これ、似たようなことを言っているようでいて実は間違っちゃうと全く正反対な結果を生んでしまう例かなと。

「私にしかできない仕事をする」

唯一無二の存在というか社会価値も高く、企業にとっても辞めてほしくない優秀な人材であり、この人を求めて転職市場でも引っ張りだこ。もちろん給料もぐんぐん高くなっていく印象がありますよね。当然、会社にとって必要な最重要人材な見本みたいな存在でもあると。

例えば、
・何か困ったことがあっても私が対応すれば解決する。
・みんな私にいろんな事を尋ねてくる。
・その資料は私にしか作れない。
・私がいないと会社が回らない。
などなど

確かにそうなんですが、実はこの「私にしかできない仕事」を間違えて捉えてしまうとこれは会社にとっては困ったことになります。

それが「属人化」です。

「属人化」というのは、特定の業務や作業が特定の担当者や人材の経験やスキル等に過度に依存してしまう状況を指します(by Serch Labs AI)。
つまり、担当者がいないとその作業ができない、他の人がその業務のやり方を知らない、十分に理解していないという状況になってしまい、不在時に対応方法がわからず、製品やサービスの品質に差が生じるといった問題が発生します。

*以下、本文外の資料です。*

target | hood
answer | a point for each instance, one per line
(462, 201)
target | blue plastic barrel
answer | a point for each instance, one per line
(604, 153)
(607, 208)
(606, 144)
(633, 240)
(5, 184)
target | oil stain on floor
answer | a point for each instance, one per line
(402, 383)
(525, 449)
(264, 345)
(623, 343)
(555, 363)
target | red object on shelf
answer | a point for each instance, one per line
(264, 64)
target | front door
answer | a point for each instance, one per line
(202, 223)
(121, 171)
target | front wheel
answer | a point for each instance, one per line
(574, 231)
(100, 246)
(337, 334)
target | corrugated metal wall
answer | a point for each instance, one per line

でもたしかに「私にしか出来ない」ということでは、私が休むと他の人じゃ替えが効かないのでたしかに「私にしか出来ないこと」をしていますし、休まれると困るし、辞められても困るので「会社にとって(見かけ上)いないと困る人」であることは確かです。

でもその状況が会社にとって好ましいのかと言われると、それは好ましい状況ではありません。その人がいれば仕事は進みますが、い無ければ進まない。また、その人のこなせる仕事量が会社が進めることができる仕事量になってしまう。つまり、その人の存在そのものが会社を左右するボトルネック(阻害要因)になってしまうのですから、「会社にとって(本当の意味で)必要な人である」とはいえません。

ボトルネック(阻害要因)は存在してはいけないのです。

では、「会社にとって(本当の意味で)必要な人」とはどういう人のことを言うのでしょうか?

それを紐解くのが「標準化」です。
「標準化」というのは誰か特定の人しかできないような難しいことを、「誰でも」「簡単に」「同じ手順で」「シンプルに」「同じ品質で」できるようにすることです。あるいは、習熟に長い時間がかかるようなことを短い時間でできるようにすることも標準化です。
実は「属人化している業務を標準化する事」が、実は会社にとって必要な人、価値の高い人になる事なのです。

たとえば、ある資料を作成する仕事があったとします。

その資料の作成にあたっては、複数の箇所からデータを持ってきて、その都度データを加工してグラフ化し、必要に応じてコメントを記載して行く必要があります。特にそのコメント書くにあたっては過去のデータ推移を理解しつつマーケットトレンドを加味しながら考察を進める必要があり……。

とまぁ、聞いただけで複雑ですし、人に教えるのもなんだか難しそうだし、そもそもできそうな人は周囲にいないし、いままで自分しかやってこなかったことだし、自分でやった方が早い気がするので、いつも自分だけでやってきました、なんて話はよく聞きます。

で、それが属人化なのですが、その面倒くさそうな仕事を誰でも読めばできるようなスタイルでマニュアル化し、プログラムを作って誰でも正確な計算ができるようにしてグラフ化し、コメントを書くにあたっての注意事項や参照ポイントを明文化して、まぁ自分が休んだとしても誰か他の人がそのマニュアルを見ながらであればちょっと時間をかければでできてしまうように仕事内容を整理して整えておく。

それが標準化です。

「いや、だってそんな標準化をしちゃうと、私がいなくてもできるのだから私の存在価値がなくなってしまう!」
なんて思う人が出てくるかも知れません。

でも実はそこがポイントで、この「標準化」って門外漢の人が行うのは難しくて、なかなか上手に標準化ができる人って少ないのですね。
一方で会社の至る所に属人化した仕事が存在しています。この至る所にある属人化した仕事を標準化すると、実は会社としてはとても効率化が図れます。だって、「あの人じゃなきゃできない」という仕事を、誰がやっても出来る仕事にするのですから、会社から見たら対応する人も減らせるし、教育期間もコストも減らせるし、もっとたくさんの仕事を少ない労力でこなせるようになります。社員から見ても、仕事が標準化されていると、仕事を覚える労力が減りますし、そもそも仕事に余裕ができます。

標準化ってどんどんやっていった方が良いと思いませんか?
だって、属人化した仕事をたくさん抱えたって、自分も休めないですよ。

と、属人化した仕事を標準化する人がいてくれれば会社としては非常にありがたく、そんな人は会社にいて欲しいと言うことになります。

すなわち、それこそが「会社にとって(本当の意味で)必要な人である」ということになります。

業務の習熟は、まず自分が高いクオリティーでアウトプットを出せるようにトレーニングしていきますが、それが一定のクオリティーでできるようになった次の段階には、誰でもができるように標準化していく事が、実は自分の価値を高めていくことの一つなのです。

決して、自分で仕事をいっぱい抱えてこなしていく事じゃありません。